First up was the “whine and cheese” event and first rehearsal of the Penn Glee Club. This event featured newmen, oldmen and alumni, gathering together for snacks, socialization and, to complain about the drinking age. In the years prior to the subsuming of the Glee Club under the official university banner, alumni would bring wine to drink with the newmen. However, sometimes traditions must change and this was one that fell to the wayside.
After a good while of mingling, we sat down with newmen at the front, oldmen at the back, and listened to a few speeches about the club. The most significant of them being the talk from the president and past president of the Penn Glee Alumni Club. He talked about the how singing binds us together and how we’ll learn so much more than just performance during our time as members. Of how the friendships made never fade and of the tap-dancing to come!

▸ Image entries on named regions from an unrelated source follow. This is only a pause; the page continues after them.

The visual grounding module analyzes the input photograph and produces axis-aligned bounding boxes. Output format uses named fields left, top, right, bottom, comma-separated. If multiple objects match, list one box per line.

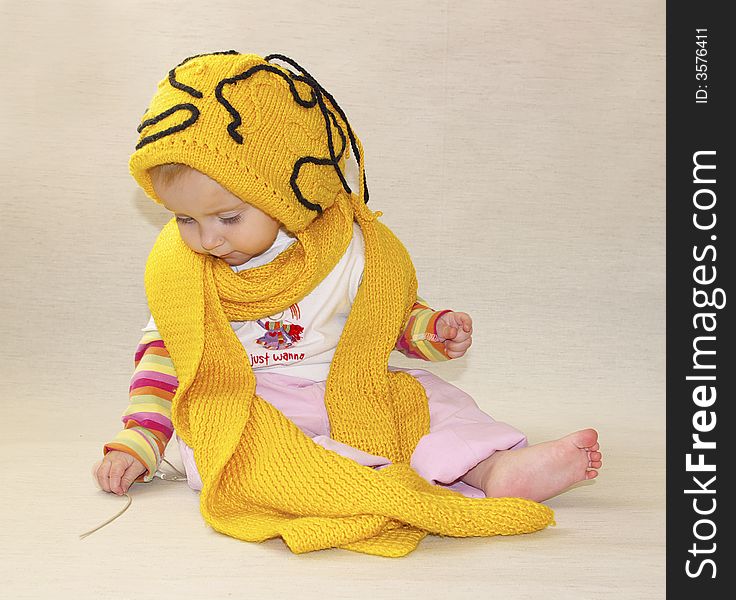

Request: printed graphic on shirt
left=256, top=304, right=304, bottom=350
left=250, top=303, right=304, bottom=366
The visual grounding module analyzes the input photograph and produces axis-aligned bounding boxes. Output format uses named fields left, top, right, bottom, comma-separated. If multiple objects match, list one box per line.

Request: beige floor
left=0, top=376, right=665, bottom=600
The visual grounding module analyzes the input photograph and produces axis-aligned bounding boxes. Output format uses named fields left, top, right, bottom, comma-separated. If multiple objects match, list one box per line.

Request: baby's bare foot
left=474, top=429, right=603, bottom=502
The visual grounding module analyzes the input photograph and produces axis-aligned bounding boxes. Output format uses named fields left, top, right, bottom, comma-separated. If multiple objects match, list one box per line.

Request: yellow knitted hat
left=130, top=50, right=368, bottom=232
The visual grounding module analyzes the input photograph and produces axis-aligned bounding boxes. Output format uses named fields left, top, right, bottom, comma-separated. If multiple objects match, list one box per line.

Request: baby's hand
left=92, top=450, right=148, bottom=496
left=437, top=312, right=473, bottom=358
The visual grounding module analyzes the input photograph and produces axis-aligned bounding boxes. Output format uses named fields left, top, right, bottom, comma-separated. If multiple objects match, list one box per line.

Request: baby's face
left=152, top=169, right=280, bottom=266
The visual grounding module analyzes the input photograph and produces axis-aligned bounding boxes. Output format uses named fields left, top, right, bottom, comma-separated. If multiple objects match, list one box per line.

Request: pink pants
left=174, top=366, right=527, bottom=498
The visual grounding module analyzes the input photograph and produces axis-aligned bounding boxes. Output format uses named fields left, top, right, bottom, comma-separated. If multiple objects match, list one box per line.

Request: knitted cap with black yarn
left=129, top=50, right=368, bottom=232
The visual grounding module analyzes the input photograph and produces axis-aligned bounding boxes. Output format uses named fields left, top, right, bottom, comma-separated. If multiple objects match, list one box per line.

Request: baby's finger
left=120, top=466, right=137, bottom=494
left=445, top=338, right=472, bottom=352
left=97, top=460, right=111, bottom=492
left=92, top=459, right=102, bottom=489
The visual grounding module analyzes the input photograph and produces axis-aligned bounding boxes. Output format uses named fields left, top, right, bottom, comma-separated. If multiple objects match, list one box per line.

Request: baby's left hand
left=437, top=311, right=473, bottom=358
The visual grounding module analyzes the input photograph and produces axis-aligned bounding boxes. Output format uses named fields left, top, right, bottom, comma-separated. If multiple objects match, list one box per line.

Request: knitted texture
left=131, top=53, right=553, bottom=557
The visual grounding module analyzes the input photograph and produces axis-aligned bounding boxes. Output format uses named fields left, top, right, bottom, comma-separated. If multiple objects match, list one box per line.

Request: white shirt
left=142, top=222, right=365, bottom=381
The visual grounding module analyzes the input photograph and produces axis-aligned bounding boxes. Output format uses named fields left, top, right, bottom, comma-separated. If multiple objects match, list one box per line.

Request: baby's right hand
left=92, top=450, right=148, bottom=496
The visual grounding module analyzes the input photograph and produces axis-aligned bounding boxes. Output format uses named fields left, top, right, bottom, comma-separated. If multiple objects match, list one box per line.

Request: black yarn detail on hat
left=135, top=103, right=199, bottom=150
left=215, top=65, right=350, bottom=214
left=264, top=54, right=368, bottom=209
left=169, top=50, right=240, bottom=98
left=135, top=50, right=368, bottom=213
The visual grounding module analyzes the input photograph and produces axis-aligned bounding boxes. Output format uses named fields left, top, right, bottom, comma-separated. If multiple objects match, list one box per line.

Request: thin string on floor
left=79, top=457, right=187, bottom=540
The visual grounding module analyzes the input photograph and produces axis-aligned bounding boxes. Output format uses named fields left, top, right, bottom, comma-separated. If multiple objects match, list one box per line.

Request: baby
left=93, top=51, right=602, bottom=556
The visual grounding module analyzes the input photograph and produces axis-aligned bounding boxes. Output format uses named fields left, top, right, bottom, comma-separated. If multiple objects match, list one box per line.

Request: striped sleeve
left=395, top=297, right=452, bottom=362
left=103, top=331, right=179, bottom=483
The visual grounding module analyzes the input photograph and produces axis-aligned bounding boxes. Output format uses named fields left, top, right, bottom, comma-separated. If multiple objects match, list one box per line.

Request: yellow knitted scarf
left=145, top=183, right=553, bottom=557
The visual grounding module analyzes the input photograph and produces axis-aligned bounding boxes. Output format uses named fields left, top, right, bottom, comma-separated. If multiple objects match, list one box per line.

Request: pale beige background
left=0, top=0, right=665, bottom=600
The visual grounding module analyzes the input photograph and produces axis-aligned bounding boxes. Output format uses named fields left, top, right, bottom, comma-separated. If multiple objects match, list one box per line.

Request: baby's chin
left=218, top=252, right=253, bottom=267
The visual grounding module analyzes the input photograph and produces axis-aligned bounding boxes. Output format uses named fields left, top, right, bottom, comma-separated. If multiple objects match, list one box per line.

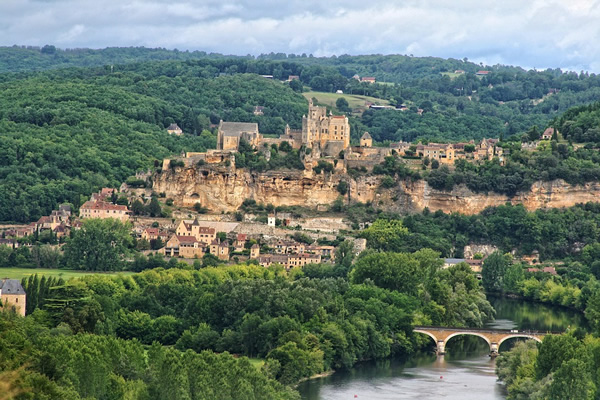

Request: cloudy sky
left=0, top=0, right=600, bottom=73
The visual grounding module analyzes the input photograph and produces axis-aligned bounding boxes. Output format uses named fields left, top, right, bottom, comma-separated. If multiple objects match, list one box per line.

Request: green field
left=302, top=92, right=390, bottom=109
left=0, top=268, right=134, bottom=280
left=441, top=72, right=464, bottom=79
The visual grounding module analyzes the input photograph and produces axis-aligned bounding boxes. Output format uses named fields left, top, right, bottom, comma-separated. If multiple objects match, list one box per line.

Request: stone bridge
left=413, top=326, right=551, bottom=357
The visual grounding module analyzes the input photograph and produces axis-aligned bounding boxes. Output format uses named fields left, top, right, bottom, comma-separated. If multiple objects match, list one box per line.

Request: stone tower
left=302, top=100, right=350, bottom=155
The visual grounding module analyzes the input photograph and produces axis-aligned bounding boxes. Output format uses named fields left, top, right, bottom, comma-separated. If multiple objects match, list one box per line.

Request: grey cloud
left=0, top=0, right=600, bottom=72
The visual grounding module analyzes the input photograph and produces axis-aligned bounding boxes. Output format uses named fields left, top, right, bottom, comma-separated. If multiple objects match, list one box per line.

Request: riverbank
left=297, top=296, right=586, bottom=400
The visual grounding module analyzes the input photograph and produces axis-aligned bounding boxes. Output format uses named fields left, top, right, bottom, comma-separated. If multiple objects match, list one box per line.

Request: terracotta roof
left=81, top=201, right=128, bottom=211
left=177, top=235, right=197, bottom=243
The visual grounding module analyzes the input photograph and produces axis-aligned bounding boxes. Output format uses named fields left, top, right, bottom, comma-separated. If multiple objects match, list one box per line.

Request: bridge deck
left=413, top=325, right=564, bottom=335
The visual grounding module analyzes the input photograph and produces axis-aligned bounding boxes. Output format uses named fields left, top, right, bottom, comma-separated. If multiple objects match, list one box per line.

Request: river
left=298, top=297, right=585, bottom=400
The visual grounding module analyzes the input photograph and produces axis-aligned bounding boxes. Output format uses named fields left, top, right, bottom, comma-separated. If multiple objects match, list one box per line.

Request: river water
left=298, top=298, right=585, bottom=400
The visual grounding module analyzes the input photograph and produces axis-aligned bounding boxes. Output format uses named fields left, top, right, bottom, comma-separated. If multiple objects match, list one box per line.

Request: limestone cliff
left=153, top=167, right=600, bottom=214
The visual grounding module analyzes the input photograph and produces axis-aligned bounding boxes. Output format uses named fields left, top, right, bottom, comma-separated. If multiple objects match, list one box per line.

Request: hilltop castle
left=212, top=100, right=350, bottom=156
left=302, top=100, right=350, bottom=156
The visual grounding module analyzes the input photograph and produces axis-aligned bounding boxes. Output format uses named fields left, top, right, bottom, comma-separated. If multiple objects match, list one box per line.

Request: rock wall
left=153, top=167, right=600, bottom=214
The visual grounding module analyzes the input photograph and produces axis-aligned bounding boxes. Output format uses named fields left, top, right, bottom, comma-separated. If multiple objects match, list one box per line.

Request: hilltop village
left=162, top=100, right=505, bottom=173
left=0, top=101, right=564, bottom=290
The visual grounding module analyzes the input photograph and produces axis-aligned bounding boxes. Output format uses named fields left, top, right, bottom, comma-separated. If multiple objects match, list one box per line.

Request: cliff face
left=153, top=167, right=600, bottom=214
left=404, top=180, right=600, bottom=214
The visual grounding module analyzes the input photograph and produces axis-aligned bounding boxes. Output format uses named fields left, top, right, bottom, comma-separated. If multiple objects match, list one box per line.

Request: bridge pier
left=437, top=340, right=446, bottom=356
left=414, top=326, right=550, bottom=357
left=490, top=343, right=500, bottom=357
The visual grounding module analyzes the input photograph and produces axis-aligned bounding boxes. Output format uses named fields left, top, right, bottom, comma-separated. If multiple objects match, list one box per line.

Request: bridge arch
left=413, top=329, right=438, bottom=345
left=446, top=332, right=492, bottom=346
left=498, top=333, right=542, bottom=348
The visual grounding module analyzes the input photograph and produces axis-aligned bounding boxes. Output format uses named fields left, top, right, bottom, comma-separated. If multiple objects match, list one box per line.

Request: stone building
left=158, top=235, right=205, bottom=258
left=360, top=132, right=373, bottom=147
left=175, top=219, right=217, bottom=245
left=167, top=124, right=183, bottom=136
left=79, top=200, right=131, bottom=222
left=0, top=278, right=27, bottom=317
left=302, top=100, right=350, bottom=156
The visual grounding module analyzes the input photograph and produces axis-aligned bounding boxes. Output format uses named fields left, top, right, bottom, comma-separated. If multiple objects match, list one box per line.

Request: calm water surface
left=298, top=298, right=584, bottom=400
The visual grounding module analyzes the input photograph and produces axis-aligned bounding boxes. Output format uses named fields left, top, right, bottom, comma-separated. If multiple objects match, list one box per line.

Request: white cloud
left=0, top=0, right=600, bottom=72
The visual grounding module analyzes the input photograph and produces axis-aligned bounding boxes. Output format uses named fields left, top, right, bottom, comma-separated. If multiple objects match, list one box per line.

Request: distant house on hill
left=360, top=132, right=373, bottom=147
left=79, top=201, right=131, bottom=222
left=540, top=127, right=554, bottom=140
left=167, top=124, right=183, bottom=136
left=217, top=121, right=261, bottom=151
left=0, top=278, right=27, bottom=317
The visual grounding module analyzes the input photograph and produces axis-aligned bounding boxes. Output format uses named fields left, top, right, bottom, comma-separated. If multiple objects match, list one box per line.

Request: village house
left=167, top=123, right=183, bottom=136
left=0, top=278, right=27, bottom=317
left=305, top=246, right=335, bottom=260
left=233, top=233, right=248, bottom=252
left=158, top=235, right=204, bottom=258
left=175, top=219, right=217, bottom=245
left=258, top=253, right=321, bottom=269
left=79, top=200, right=131, bottom=222
left=250, top=243, right=260, bottom=259
left=360, top=132, right=373, bottom=147
left=209, top=239, right=229, bottom=261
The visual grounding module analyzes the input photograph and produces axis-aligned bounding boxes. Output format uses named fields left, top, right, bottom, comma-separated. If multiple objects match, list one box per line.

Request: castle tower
left=302, top=100, right=350, bottom=150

We were then handed the sheet music to five of Glee Club’s most important songs but, before we could get started we needed to warm up vocally. Our director Erik who had been a member of Glee Club for thirty-two years, asked us all without humming, without talking or any vocalizing, to sing a concert pitch A on the count of three. Amazingly, we did it near perfectly, with very little note fishing. A few standard warm up exercises followed.
Following that, we sung through all the pieces, trying to sight read. Once the newmen were even asked to sing it by themselves! The rehearsal ended what seemed to quickly and I was sad for it to end thus begrudgingly I tramped back up to my room.

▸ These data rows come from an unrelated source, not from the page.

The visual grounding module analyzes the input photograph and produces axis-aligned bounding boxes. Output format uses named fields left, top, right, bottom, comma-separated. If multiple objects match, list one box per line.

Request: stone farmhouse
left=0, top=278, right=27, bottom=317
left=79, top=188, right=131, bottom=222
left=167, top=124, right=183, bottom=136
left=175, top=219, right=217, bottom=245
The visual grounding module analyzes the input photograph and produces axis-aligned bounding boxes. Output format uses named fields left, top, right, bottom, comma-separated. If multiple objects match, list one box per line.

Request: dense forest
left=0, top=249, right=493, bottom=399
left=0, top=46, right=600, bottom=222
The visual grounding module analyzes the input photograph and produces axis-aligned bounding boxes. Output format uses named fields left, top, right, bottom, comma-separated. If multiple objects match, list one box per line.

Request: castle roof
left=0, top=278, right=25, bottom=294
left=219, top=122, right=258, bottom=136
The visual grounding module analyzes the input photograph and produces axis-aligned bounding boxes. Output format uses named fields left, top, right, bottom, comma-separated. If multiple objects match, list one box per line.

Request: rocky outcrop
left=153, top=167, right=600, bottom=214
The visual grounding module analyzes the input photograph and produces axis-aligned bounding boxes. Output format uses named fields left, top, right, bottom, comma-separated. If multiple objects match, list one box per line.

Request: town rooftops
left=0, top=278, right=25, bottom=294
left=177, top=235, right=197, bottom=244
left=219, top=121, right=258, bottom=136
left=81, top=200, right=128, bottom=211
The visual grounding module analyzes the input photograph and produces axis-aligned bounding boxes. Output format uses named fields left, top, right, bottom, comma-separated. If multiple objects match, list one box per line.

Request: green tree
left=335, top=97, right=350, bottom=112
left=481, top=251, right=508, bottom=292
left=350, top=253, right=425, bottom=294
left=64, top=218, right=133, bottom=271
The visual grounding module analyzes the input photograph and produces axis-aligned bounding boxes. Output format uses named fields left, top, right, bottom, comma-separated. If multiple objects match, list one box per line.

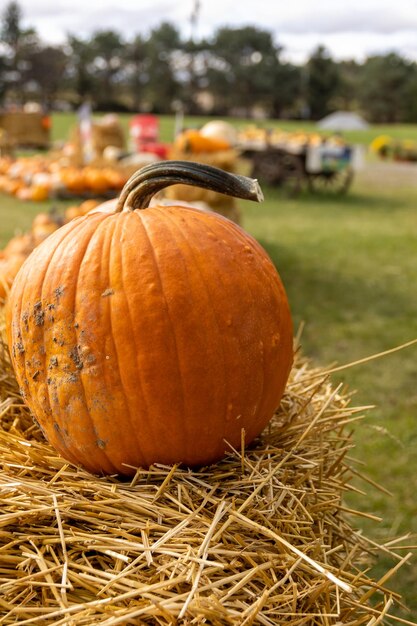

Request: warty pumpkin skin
left=7, top=162, right=292, bottom=475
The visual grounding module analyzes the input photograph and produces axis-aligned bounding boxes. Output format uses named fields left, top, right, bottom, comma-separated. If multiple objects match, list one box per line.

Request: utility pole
left=190, top=0, right=201, bottom=41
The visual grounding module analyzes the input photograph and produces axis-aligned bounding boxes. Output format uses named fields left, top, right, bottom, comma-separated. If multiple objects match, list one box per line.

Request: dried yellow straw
left=0, top=330, right=412, bottom=626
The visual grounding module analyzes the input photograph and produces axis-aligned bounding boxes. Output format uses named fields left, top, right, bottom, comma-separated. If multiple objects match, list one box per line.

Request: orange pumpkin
left=175, top=128, right=230, bottom=154
left=7, top=161, right=292, bottom=475
left=0, top=254, right=27, bottom=304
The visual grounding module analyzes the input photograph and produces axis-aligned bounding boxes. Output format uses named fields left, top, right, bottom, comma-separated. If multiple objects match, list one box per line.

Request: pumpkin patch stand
left=0, top=162, right=412, bottom=626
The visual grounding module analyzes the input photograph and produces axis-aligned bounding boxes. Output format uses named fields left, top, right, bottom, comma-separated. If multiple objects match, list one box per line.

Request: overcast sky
left=14, top=0, right=417, bottom=63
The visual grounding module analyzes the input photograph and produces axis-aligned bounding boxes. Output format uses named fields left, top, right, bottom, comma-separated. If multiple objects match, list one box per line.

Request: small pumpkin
left=175, top=128, right=230, bottom=154
left=7, top=161, right=293, bottom=475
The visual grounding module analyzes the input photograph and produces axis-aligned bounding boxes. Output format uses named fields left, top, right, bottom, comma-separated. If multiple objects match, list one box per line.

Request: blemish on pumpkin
left=69, top=346, right=84, bottom=370
left=33, top=301, right=45, bottom=326
left=15, top=341, right=25, bottom=354
left=271, top=333, right=281, bottom=348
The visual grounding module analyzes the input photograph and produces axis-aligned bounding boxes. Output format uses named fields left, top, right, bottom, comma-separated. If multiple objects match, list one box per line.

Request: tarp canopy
left=317, top=111, right=369, bottom=131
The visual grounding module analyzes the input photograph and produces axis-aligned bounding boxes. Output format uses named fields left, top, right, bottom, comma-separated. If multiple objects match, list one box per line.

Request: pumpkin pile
left=0, top=199, right=100, bottom=298
left=0, top=156, right=129, bottom=202
left=236, top=124, right=346, bottom=153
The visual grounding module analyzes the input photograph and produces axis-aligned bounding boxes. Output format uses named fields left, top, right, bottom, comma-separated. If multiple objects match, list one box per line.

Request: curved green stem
left=116, top=161, right=263, bottom=211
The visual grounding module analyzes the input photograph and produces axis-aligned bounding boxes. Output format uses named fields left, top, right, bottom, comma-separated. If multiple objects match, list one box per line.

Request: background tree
left=90, top=30, right=125, bottom=110
left=28, top=46, right=68, bottom=109
left=207, top=26, right=278, bottom=114
left=305, top=46, right=340, bottom=120
left=360, top=53, right=416, bottom=123
left=1, top=2, right=39, bottom=102
left=270, top=56, right=302, bottom=118
left=125, top=35, right=149, bottom=111
left=68, top=35, right=94, bottom=105
left=144, top=22, right=183, bottom=113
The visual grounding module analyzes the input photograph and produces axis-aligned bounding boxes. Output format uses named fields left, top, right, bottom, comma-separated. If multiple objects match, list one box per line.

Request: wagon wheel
left=308, top=167, right=353, bottom=194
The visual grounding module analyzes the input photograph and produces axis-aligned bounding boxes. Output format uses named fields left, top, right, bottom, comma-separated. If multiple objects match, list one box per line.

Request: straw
left=0, top=324, right=414, bottom=626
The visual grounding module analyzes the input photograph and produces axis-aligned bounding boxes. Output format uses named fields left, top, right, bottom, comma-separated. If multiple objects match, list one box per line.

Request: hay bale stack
left=164, top=147, right=241, bottom=224
left=0, top=326, right=407, bottom=626
left=0, top=111, right=50, bottom=148
left=91, top=115, right=126, bottom=155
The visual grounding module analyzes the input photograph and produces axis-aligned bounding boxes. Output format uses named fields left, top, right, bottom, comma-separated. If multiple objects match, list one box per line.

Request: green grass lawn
left=0, top=116, right=417, bottom=619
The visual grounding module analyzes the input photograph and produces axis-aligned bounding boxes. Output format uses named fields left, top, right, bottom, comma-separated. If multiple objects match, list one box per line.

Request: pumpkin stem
left=116, top=161, right=264, bottom=211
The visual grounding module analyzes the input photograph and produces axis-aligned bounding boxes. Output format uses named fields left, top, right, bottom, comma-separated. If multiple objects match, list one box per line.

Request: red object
left=130, top=115, right=159, bottom=147
left=130, top=114, right=168, bottom=159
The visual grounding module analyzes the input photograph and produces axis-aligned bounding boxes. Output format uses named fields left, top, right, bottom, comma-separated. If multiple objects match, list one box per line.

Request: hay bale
left=0, top=326, right=408, bottom=626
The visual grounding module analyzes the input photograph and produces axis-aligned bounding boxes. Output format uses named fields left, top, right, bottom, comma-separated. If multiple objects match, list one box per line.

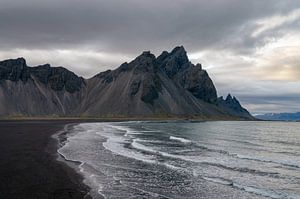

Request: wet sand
left=0, top=121, right=89, bottom=199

I returned to my room to work for a while only to later receive an SMS: “I hope you’re coming to the 9:30 dance call! – Sarah”. By the time I received this message it was already 9:28 and I raced down to Platt again without evening changing into dance clothes.

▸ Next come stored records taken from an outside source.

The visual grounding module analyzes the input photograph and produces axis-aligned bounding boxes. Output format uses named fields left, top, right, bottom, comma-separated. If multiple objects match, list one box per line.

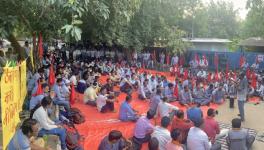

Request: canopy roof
left=239, top=37, right=264, bottom=47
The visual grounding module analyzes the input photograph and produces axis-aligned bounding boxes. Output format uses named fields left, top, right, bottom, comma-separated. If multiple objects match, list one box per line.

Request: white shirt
left=157, top=102, right=179, bottom=118
left=96, top=94, right=107, bottom=111
left=151, top=126, right=171, bottom=150
left=187, top=127, right=211, bottom=150
left=32, top=106, right=57, bottom=130
left=70, top=75, right=77, bottom=86
left=148, top=79, right=157, bottom=92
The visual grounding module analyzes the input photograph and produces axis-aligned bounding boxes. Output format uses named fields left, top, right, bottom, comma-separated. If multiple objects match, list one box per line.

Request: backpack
left=64, top=124, right=84, bottom=150
left=69, top=108, right=85, bottom=124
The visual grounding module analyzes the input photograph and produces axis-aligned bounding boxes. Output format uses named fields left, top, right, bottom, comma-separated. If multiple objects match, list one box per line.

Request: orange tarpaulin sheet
left=73, top=71, right=217, bottom=150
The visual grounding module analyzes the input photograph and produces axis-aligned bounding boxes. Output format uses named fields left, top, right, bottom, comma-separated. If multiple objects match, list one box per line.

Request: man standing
left=237, top=73, right=248, bottom=121
left=226, top=118, right=255, bottom=150
left=133, top=111, right=155, bottom=144
left=151, top=116, right=171, bottom=150
left=119, top=95, right=139, bottom=121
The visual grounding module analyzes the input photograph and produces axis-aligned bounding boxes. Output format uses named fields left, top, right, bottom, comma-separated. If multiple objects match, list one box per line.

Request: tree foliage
left=0, top=0, right=248, bottom=59
left=242, top=0, right=264, bottom=38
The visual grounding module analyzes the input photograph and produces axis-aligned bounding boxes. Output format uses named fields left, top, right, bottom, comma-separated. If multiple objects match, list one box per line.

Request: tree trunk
left=7, top=33, right=26, bottom=61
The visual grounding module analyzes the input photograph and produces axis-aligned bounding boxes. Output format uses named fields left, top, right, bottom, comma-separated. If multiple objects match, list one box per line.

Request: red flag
left=180, top=55, right=184, bottom=66
left=32, top=82, right=44, bottom=96
left=233, top=72, right=237, bottom=81
left=239, top=55, right=245, bottom=68
left=214, top=53, right=218, bottom=70
left=226, top=63, right=229, bottom=80
left=195, top=54, right=200, bottom=65
left=153, top=50, right=157, bottom=62
left=203, top=55, right=208, bottom=66
left=38, top=33, right=43, bottom=59
left=183, top=69, right=188, bottom=80
left=207, top=73, right=212, bottom=83
left=174, top=83, right=179, bottom=98
left=166, top=54, right=170, bottom=65
left=256, top=55, right=259, bottom=64
left=49, top=65, right=55, bottom=87
left=70, top=83, right=76, bottom=105
left=251, top=71, right=257, bottom=89
left=214, top=70, right=219, bottom=81
left=246, top=68, right=251, bottom=79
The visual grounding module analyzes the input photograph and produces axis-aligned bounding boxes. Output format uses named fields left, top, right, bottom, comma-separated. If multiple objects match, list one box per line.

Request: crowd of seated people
left=8, top=48, right=264, bottom=150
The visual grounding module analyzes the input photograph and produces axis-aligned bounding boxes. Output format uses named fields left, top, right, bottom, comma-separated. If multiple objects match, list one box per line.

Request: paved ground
left=216, top=99, right=264, bottom=150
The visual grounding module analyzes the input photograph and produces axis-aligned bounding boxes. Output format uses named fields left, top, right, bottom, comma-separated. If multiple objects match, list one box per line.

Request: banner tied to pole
left=1, top=60, right=27, bottom=149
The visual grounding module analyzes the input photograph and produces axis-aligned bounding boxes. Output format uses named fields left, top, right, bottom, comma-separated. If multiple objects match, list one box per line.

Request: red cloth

The dance call was contained a very faced paced routine that we were to learn on the spot, and unfortunately for me, my dancing has never been good and without the practice from recent performances, I was terrible. I felt quite embarrassed at my terrible execution or non-execution as it was of the routine and knew at that point that I was not going to be receiving a large role in the musical. Luckily, with all the time commitments I already had, I wasn’t desperate for one anyhow.
Thursday had two events worthy of being written about. The first was the Penn Engineering Careers Fair that I embraced with gusto. I met with representatives from many of the worlds largest technology and engineering firms (Google, Facebook, Hulu etc) but was most impressed by a start up called Twilio that handles some of the backend work needed to support Whatsapp and other internet-telephony applications.
The second event that I will cover in short was my bus ride to Toronto. After a stop by the Hillel for some smores, I left campus at about 7PM, not realizing how close I would be cutting it to get to my 7:30PM bus on time. I made it by catching a cab and soon began my twelve hour trip to Toronto, ON. First transfer was New York City at 9:30 where I went for a bit of a walk. Down past Penn Station, past the Port Authority to grab a bagel and revisit the O Neil theater, my old haunt from waiting for the book of Mormon. I briskly returned to get caught in the maze of the Port Authority Terminal and again, only just made my bus.
That bus ride was long and uncomfortable, with the seat next to me taken up by a lovely Chinese student from NYU. A 4AM stop off at Dunkin’ Donuts woke me up from a half hour nap, and the visit at 6AM to Border Control didn’t help. Finally at nine-thirty I arrived at Toronto and was most glad to see Steven Silverberg, Sarah’s dad, waiting for me.